Insiders are chalking up this level of participation on the hefty lineup of ballot issues and the interest in many state and national races. Residents in southern Teller alone partook in three ballot questions, capped by issues calling for legalizing the sale of retail marijuana in Cripple Creek.

But the real winners of Election 2022 were local procrastinators, who held onto their ballots until the final day, and then deposited them at a 24/7 ballot box outlet or cast their tallies the last day.

And even though the emergence of mail-in balloting in Colorado a decade ago was supposed to make things more convenient for local electors and election officials, this age-old tradition of casting votes and returning ballots on the actual election day still prevails.

With concerns growing about everyone’s vote getting counted, many waited until the final day to deliver their ballot in person or use a designated ballot box outlet.

During last week’s election, Teller County Clerk and Recorder Krystal Brown reported that 7,106 ballots were cast and turned in on the final Nov. 8 election day deadline. This amounted to more than half of the votes’ tallied so far.

She admitted this put a big strain on election judges and workers who for the first time in years, couldn’t complete the task on the evening of the election day. Local election workers had to call it a night, or early morning, around 2 a.m., and return for counting and verification duties later on Nov. 9.

This is a trend that permeated across the state and country.  El Paso County officials also reported that many waited until the last day to return their ballots or visit a vote center.

By last weekend, ballots were still getting counted in Arizona and Nevada, mainly due to a record volume of mail-in ballots being turned in during the final day. Across the state, ballots were still getting tallied for the heavily contested race for Congressional District 3 between incumbent Lauren Boebert and challenger Adam Frisch.

The bulk of the local results didn’t really get recorded until Wednesday and Thursday. This had a big impact on some of the major ballot issues, such as propositions for okaying marijuana and the related taxes.  The tax question for the marijuana question was trailing on the evening of Nov. 8 and then it gained a slight advantage, getting approved by four tallies by the next morning, with the lead growing slightly more as the day progressed.

By Thursday’s commissioners meeting, the elected leaders, who heavily objected to the marijuana issues, were ready to wave the defeat flag.

Election Process Approved; Conspiracy  Theories Denied

Despite the delays in reporting the results, the local election process was cited as a big winner by the county commissioners.

“You guys rocked it,” said Teller County Commission Chairman Dan Williams, at last week’s meeting. “I am very proud of the way we run our elections,” added Williams.

Similar sentiments were echoed by other commissioners, who noted the long hours invested into the counting process by volunteers and workers. “It was time consuming,” said Brown, in noting that with this many mail-in ballots cast the final day, the process took many hours.

Williams said he received many emails and calls regarding the election, but virtually all of them complimented the process undertaken by local election officials.
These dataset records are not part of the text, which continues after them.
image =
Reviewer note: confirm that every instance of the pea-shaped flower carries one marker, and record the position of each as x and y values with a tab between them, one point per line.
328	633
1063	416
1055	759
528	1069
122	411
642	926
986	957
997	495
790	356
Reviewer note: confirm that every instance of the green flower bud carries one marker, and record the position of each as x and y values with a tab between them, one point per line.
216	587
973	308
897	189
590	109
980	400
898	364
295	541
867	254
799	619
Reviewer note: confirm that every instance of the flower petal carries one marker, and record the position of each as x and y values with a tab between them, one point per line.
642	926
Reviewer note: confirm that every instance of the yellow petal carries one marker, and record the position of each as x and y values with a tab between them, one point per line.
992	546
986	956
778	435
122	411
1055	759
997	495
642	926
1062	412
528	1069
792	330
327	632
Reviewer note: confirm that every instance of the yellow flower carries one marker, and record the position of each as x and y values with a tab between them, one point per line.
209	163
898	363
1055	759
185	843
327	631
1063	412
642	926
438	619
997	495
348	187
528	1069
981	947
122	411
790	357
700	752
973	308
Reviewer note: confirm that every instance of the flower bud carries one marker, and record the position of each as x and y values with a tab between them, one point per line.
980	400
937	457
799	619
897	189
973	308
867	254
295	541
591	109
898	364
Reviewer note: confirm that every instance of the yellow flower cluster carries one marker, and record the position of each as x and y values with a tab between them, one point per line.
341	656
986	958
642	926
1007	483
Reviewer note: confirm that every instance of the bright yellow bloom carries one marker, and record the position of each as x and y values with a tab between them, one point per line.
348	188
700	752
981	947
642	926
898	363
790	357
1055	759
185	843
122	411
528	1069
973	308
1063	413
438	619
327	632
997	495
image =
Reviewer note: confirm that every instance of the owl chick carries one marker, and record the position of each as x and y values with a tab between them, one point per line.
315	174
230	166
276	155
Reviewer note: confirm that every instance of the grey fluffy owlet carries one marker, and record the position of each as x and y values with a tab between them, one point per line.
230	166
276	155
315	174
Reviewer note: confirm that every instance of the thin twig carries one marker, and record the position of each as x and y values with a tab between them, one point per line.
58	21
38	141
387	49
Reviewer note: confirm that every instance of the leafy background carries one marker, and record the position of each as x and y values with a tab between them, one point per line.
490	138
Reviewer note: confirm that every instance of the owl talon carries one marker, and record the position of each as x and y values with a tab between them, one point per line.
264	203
In previous meetings, the commissioners heard some requests for a return to a traditional hand-count, at least as a reassurance measure, due to concerns regarding the use of electronic voting machines and the use of  Dominion Voting Systems software.

The commissioners, although expressing some concerns about certain aspects of the state-mandated regulations, opted to keep the status quo system.  Plus, with this lengthy of a ballot, they noted that having a hand-count could require the tabulation of close to 1 million questions.

As far as voting trends, Brown said that the far majority of voters opt for using the 24/7 ballot box outlets.  They are three one designated in Teller County and 400-plus throughout the state. “They are so convenient,” said Brown, who especially mentioned the addition of the outlet in Divide as a big plus.  She stated that far fewer people actually mail in  their ballots.  The vote center gets much use in the tail-end of the election. But since the COVID epidemic, not as many people use vote centers, noted the county clerk and recorder.

And with the 22-inch length of this year’s ballot, Brown stated that casting tallies on an electronic screen at a vote center, definitely posed challenges. “It is so much easier to do it from the comfort of your home,” said Brown.